Tuesday, November 07, 2006

Is there anything more hopeful...


...than blooms in November? Especially after three snows and maybe 8, 9 frosts?

Please VOTE today.

Monday, November 06, 2006

Oh, the horror!


On the hunt
Okay, a bit too late for Halloween, but YUCK I was reminded again yesterday how Chickens Are Omnivores. Yep. Just like people! They'll eat anything they can get their beaks on.

Our girls are free-range, and because I usually have something better to do than chase them around all day, I am not particularly on top of their habits, gustatory or otherwise. But yesterday I was doing Round Two of bulb planting, so I was nose-to-beak with the girls for a good part of the day. Since they were small, they have realized that if I have a digging tool and my kneepad, it is definitely chow time. All four take turns kind of "helping" me liberate the worms when I dig up the earth. Okay, no big deal. There're plenty of worms and other earth critters around.

This summer, however, I had noticed the chickens had a particular affinity for the fishpond. Was it the water? The deep cover? No, it was the FROGS. Once one particular amphibian was stupid enough to just sit there while they came by, it was lunch. After that, it was carte blanche, until those frogs got wise and would dive in at a sparrow flying overhead.

Okay. Back to yesterday. I was planting what I thought was the last of the crocus (there seemed to always be another bag) in the herb garden by the kitchen door, and I heard a rather pathetic squeaking. Ah, what do they have NOW? I looked over and Beatrice (Bloody Beatrice) had a vole. A VOLE! I mean, those things are BIG! Bigger than mice, smaller than chipmunks, but BIG.

So if you ever see eggs at the grocery store that say "vegetarian-fed hens," realize that those are some sad chickens that, left to their own devices, would happily find and devour anything smaller than they are. Vegetarian? There's no choice there: they're spending their lives in cages indoors.

Sunday, November 05, 2006

My knuckles are raw...

...and it is not because I started in on some fight club. Nope. They're raw from planting some 300 of the 400 bulbs we got. Even with gloves, it's chap-o-rama here.

I also dug up the last of the dahlias. Like planting bulbs in this clay soil, digging something up is tough. Tougher, actually. It was like I was on an archaeological dig, the care which I was taking to delicately lift the fingered bulb from its muddy hole. It'd have been worth it if they put out half the show they did this year.

Ah. The payoff better be beautiful next spring, is all I can say.

(I'll post a photo later today.)

Saturday, November 04, 2006

It's really the end (and I am still in denial)


Well, I guess the growing season is over. When we woke up this morning, there was ice on the fishpond and the castor bean plant that towers over it looked pretty sad: its leaves hanging like rags from drooping stems. It was pretty cold last night, cold enough for the leaves to crunch underfoot, cold enough for all things to be white with frost.

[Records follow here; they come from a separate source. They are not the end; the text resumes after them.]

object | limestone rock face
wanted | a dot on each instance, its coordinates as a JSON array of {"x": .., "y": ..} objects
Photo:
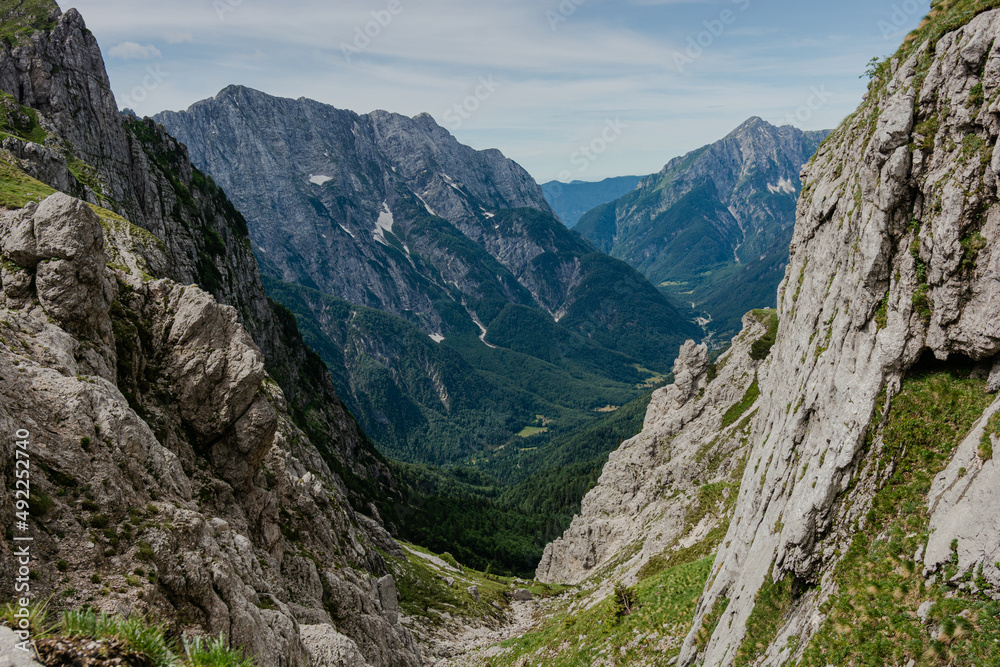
[
  {"x": 965, "y": 507},
  {"x": 170, "y": 450},
  {"x": 56, "y": 249},
  {"x": 168, "y": 462},
  {"x": 329, "y": 648},
  {"x": 893, "y": 257},
  {"x": 649, "y": 486}
]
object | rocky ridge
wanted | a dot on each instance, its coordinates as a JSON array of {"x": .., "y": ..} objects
[
  {"x": 883, "y": 271},
  {"x": 727, "y": 208},
  {"x": 394, "y": 214},
  {"x": 892, "y": 277},
  {"x": 172, "y": 474},
  {"x": 647, "y": 504}
]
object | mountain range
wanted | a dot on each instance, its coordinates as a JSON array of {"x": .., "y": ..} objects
[
  {"x": 712, "y": 228},
  {"x": 451, "y": 305},
  {"x": 571, "y": 201}
]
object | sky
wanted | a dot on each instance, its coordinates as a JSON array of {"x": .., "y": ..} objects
[{"x": 570, "y": 89}]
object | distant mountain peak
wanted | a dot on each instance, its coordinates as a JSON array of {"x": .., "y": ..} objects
[{"x": 726, "y": 208}]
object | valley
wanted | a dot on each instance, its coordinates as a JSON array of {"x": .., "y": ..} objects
[{"x": 291, "y": 385}]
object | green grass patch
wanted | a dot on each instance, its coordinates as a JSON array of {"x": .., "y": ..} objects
[
  {"x": 986, "y": 443},
  {"x": 652, "y": 633},
  {"x": 771, "y": 607},
  {"x": 134, "y": 633},
  {"x": 17, "y": 188}
]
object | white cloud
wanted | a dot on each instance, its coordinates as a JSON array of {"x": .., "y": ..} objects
[
  {"x": 179, "y": 38},
  {"x": 134, "y": 51}
]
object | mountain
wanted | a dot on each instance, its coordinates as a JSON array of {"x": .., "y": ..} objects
[
  {"x": 712, "y": 228},
  {"x": 571, "y": 201},
  {"x": 518, "y": 315},
  {"x": 822, "y": 494},
  {"x": 190, "y": 462}
]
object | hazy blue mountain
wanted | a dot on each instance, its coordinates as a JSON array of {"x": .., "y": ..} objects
[
  {"x": 571, "y": 201},
  {"x": 713, "y": 227}
]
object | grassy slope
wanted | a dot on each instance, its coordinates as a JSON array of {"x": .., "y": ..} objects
[
  {"x": 873, "y": 615},
  {"x": 19, "y": 19}
]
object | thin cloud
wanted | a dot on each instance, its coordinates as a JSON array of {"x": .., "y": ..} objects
[
  {"x": 134, "y": 51},
  {"x": 609, "y": 58}
]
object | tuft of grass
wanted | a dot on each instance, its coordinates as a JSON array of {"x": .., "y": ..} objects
[
  {"x": 40, "y": 624},
  {"x": 151, "y": 640},
  {"x": 202, "y": 652}
]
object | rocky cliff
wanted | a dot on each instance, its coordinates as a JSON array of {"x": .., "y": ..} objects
[
  {"x": 712, "y": 227},
  {"x": 861, "y": 531},
  {"x": 171, "y": 475}
]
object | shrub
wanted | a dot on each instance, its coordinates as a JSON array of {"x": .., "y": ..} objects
[
  {"x": 623, "y": 603},
  {"x": 986, "y": 443}
]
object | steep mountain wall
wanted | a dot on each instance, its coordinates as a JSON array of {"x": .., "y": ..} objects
[
  {"x": 893, "y": 259},
  {"x": 671, "y": 487},
  {"x": 171, "y": 475},
  {"x": 393, "y": 214},
  {"x": 862, "y": 531}
]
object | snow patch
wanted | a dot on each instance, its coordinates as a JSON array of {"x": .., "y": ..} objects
[
  {"x": 451, "y": 181},
  {"x": 784, "y": 185},
  {"x": 384, "y": 223},
  {"x": 429, "y": 209}
]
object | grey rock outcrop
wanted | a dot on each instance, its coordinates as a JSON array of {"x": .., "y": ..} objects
[
  {"x": 683, "y": 446},
  {"x": 56, "y": 254},
  {"x": 879, "y": 276},
  {"x": 170, "y": 451},
  {"x": 329, "y": 648},
  {"x": 965, "y": 511}
]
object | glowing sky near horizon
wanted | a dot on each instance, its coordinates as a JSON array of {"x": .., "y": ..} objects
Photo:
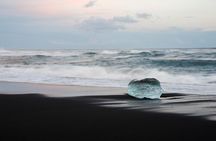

Mentally, of course, I haven't quite embraced the new season. I need to do a review of the veg garden to see what will work better for us next year. The short answer is This was the Year of Beans. (My first year was the Year of Crucifers.) Next year? Who knows. I always seem to run out of onions, potatoes and carrots, so maybe it will be a year of underground surprises.

Thursday, November 02, 2006

Political gardening

Like most places at this time of an election season, there're tons of campaign signs around us. Well, it bugs me when signs--Republican signs, of course--end up showing up where they shouldn't. So it got me thinking.

Why not liberate the signs? You know, put them to better use?

So here are a few, set to good use in my garden. I had some Asian greens, rapini and radicchio that could use some help during these cold days and colder nights.

Step One:

Step Two:

Step Three:

Wednesday, November 01, 2006

Halloween



For a short period of time yesterday, we had five chickens again.